Some thoughs on grid computing…
Earlier this week, the LHC Computing Grid went online. A description of the system can be found here, and blog posts about it here, here and here.
This got me thinking about grid computing for small scale scientists like myself.
I’ve had some experience with grid computing (see an old post about it here) but mostly I have found it too much trouble to be worth the effort.
Our typical computer use
For large projects that require years of CPU time, it is well worth the effort to set up the infrastructure to run computations on grids. You really need it to get your the computations done, and the overhead is very small in comparison with the actual computation time.
Most of my projects — and most of the projects we do at BiRC — are a bit different.
We do need the computation power, but we are usually tinkering with our programs for most of a project — since we rarely know exactly how to analyse our data until we are mostly done with it — so we cannot just distribute a fixed version of our software and then start distributing the computations.
The typical work flow is that we write a program for our analysis, then we run the analysis and when we look at the results we find some strange results here and there. Then we extend the software to either extract more information from the data, or to fix a bug that caused the weird results.

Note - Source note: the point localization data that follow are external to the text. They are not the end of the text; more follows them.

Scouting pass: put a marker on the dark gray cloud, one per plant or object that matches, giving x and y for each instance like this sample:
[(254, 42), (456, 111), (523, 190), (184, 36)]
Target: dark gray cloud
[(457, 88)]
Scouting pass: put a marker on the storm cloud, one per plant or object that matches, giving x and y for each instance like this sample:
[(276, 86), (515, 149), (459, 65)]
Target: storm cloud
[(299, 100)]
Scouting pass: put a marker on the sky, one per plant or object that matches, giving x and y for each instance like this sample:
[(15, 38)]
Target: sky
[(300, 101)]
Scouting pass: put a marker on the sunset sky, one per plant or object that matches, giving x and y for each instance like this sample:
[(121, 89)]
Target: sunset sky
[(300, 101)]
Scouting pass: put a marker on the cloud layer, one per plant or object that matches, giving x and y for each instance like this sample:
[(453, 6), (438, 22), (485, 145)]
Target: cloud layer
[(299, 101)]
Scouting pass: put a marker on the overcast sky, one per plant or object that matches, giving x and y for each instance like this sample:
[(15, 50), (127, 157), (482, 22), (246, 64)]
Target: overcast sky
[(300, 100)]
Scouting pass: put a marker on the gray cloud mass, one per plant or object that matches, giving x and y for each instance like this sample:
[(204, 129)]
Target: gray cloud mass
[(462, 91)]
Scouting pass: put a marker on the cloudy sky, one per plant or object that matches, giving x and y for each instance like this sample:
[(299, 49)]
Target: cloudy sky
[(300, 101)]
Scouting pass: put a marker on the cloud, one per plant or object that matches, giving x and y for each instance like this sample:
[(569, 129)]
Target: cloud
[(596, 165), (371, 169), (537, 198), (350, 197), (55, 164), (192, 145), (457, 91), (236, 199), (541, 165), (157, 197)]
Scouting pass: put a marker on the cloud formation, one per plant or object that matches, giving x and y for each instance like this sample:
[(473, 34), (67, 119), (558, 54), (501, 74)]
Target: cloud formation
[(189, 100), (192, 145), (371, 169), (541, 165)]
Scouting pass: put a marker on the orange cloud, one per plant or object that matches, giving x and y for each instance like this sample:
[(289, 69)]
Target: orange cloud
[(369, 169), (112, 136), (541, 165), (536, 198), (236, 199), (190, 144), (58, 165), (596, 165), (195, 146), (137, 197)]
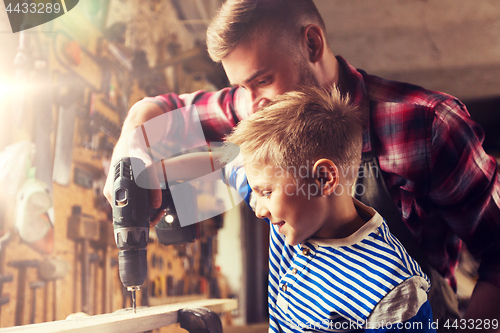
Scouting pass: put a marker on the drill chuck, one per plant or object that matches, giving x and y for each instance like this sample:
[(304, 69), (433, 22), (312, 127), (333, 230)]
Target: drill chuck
[(130, 222)]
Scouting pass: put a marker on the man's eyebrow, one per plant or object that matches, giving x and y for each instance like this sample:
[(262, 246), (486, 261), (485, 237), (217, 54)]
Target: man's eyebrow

We then need to run the analysis again, and repeat the process.
The analysis might take a few CPU days to a few CPU months — so it is small scale for grid applications — but between each analysis we spend a week or so modifying and testing our software.

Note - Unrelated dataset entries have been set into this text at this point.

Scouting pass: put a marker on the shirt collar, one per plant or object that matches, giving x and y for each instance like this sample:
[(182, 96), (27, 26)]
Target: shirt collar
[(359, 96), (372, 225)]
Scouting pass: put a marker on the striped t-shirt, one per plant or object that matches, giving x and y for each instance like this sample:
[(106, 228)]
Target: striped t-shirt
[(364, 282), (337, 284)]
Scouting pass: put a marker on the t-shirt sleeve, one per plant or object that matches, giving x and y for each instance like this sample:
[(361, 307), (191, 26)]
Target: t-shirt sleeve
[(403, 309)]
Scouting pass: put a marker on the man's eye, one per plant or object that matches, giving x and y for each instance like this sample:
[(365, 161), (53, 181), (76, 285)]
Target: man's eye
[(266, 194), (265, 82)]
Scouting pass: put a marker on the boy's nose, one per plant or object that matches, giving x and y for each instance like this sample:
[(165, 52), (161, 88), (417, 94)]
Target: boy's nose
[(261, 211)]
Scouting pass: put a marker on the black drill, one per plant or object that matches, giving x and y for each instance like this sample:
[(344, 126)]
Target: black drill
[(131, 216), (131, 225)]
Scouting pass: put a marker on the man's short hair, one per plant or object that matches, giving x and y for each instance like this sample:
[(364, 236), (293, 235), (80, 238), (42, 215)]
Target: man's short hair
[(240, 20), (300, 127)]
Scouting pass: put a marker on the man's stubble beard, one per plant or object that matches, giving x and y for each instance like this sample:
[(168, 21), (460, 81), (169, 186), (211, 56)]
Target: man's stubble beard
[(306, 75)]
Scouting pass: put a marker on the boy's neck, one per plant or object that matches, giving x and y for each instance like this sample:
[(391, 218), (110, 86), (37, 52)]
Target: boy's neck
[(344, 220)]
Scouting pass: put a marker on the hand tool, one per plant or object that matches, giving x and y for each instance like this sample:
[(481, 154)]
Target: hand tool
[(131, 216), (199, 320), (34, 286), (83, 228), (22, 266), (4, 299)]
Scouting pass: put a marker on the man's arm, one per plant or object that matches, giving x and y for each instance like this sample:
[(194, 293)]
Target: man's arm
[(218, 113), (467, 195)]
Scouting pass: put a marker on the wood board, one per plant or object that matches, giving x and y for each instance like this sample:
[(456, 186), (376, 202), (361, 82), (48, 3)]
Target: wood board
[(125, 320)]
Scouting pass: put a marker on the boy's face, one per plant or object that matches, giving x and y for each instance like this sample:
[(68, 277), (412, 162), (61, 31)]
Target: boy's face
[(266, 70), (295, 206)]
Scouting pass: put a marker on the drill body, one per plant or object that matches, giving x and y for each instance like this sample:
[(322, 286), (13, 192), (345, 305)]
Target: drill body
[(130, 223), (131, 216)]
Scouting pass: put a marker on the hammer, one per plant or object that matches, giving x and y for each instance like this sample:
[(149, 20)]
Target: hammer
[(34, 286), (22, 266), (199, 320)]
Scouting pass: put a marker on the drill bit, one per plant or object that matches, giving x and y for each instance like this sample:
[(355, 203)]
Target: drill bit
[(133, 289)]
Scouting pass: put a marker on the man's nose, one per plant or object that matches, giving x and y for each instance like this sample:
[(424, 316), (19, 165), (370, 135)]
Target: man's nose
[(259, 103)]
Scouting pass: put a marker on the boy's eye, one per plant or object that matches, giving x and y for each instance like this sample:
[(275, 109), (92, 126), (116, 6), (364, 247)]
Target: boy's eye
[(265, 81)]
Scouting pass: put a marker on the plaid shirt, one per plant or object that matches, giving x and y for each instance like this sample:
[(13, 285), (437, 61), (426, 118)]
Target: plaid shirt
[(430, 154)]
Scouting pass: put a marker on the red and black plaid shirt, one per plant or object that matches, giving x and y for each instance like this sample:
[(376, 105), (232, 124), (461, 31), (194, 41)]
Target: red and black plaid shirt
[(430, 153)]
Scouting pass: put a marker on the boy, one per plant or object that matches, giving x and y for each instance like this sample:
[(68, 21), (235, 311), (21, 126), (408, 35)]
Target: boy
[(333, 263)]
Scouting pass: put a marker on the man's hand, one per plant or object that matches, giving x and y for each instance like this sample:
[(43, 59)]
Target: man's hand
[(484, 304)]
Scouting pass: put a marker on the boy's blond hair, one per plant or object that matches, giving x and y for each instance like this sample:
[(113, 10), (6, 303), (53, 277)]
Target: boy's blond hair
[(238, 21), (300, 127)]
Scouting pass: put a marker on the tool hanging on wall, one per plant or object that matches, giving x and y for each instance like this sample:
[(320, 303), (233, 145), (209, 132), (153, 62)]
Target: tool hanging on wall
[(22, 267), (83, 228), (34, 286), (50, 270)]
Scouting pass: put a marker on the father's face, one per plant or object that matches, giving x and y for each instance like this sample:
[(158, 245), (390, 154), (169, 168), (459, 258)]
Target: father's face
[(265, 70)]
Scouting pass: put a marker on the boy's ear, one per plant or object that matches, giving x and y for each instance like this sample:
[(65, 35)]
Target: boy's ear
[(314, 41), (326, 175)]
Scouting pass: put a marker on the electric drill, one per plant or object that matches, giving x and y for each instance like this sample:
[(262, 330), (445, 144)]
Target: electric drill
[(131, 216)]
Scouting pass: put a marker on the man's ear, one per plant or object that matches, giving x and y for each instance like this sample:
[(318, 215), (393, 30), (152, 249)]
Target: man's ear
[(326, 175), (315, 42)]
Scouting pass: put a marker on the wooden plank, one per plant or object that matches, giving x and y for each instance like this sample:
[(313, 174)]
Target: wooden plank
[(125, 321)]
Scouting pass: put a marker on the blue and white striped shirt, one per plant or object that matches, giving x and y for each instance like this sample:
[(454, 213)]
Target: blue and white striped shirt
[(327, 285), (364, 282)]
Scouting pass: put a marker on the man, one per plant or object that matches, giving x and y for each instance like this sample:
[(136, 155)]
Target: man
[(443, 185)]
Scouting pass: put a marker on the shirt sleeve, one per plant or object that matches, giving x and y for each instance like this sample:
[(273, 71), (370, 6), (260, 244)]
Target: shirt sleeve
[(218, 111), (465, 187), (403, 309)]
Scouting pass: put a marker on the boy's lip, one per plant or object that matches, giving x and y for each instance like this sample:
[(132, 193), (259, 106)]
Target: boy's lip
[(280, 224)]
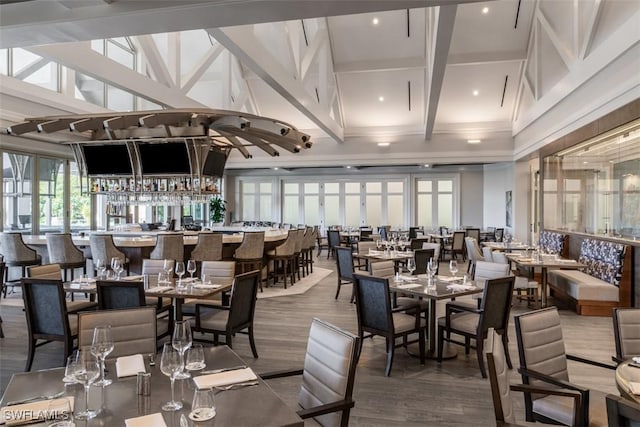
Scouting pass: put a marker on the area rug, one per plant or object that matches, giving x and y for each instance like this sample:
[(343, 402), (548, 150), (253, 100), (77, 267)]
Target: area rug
[(301, 286)]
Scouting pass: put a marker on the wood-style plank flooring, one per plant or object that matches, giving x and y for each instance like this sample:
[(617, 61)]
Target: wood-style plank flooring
[(449, 394)]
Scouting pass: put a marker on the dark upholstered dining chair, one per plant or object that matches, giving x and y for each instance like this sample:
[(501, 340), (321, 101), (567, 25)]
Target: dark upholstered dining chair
[(622, 412), (328, 375), (235, 318), (47, 316), (344, 260), (543, 360), (500, 385), (473, 323), (626, 330), (376, 317)]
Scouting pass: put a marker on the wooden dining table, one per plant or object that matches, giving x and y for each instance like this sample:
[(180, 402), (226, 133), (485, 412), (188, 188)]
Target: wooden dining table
[(246, 406), (418, 287)]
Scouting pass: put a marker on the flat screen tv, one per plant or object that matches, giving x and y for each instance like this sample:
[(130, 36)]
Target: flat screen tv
[(214, 165), (164, 158), (108, 159)]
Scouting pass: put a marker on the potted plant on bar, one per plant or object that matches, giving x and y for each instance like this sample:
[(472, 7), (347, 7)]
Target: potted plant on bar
[(217, 207)]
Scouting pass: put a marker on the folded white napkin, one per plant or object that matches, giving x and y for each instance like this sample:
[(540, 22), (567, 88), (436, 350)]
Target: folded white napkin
[(409, 286), (225, 378), (133, 278), (206, 286), (160, 289), (130, 365), (151, 420), (459, 287), (28, 413)]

We have a small cluster of Linux computers for this, and it is always in one of two states: completely overloaded or burning idle cycles.
This is the situation grid computing could fix. Theoretically we should be able to get CPU cycles off the grid when we need it, and sell it to the grid when we are not running computations ourselves.
In practice, our work pattern makes this difficult.
The problems with small scale grid computing
If you are changing your software all the time, you need to distribute it together with the data you analyse.
This means you either send compiled binaries with the job submissions, or you compile the software as part of the job.
The former is fine if you have a program you can compile — and you’d better link it statically ’cause there is no guarantees about the libraries you can find on the resources that will run it.
If you have a bunch of scripts, you are not so lucky.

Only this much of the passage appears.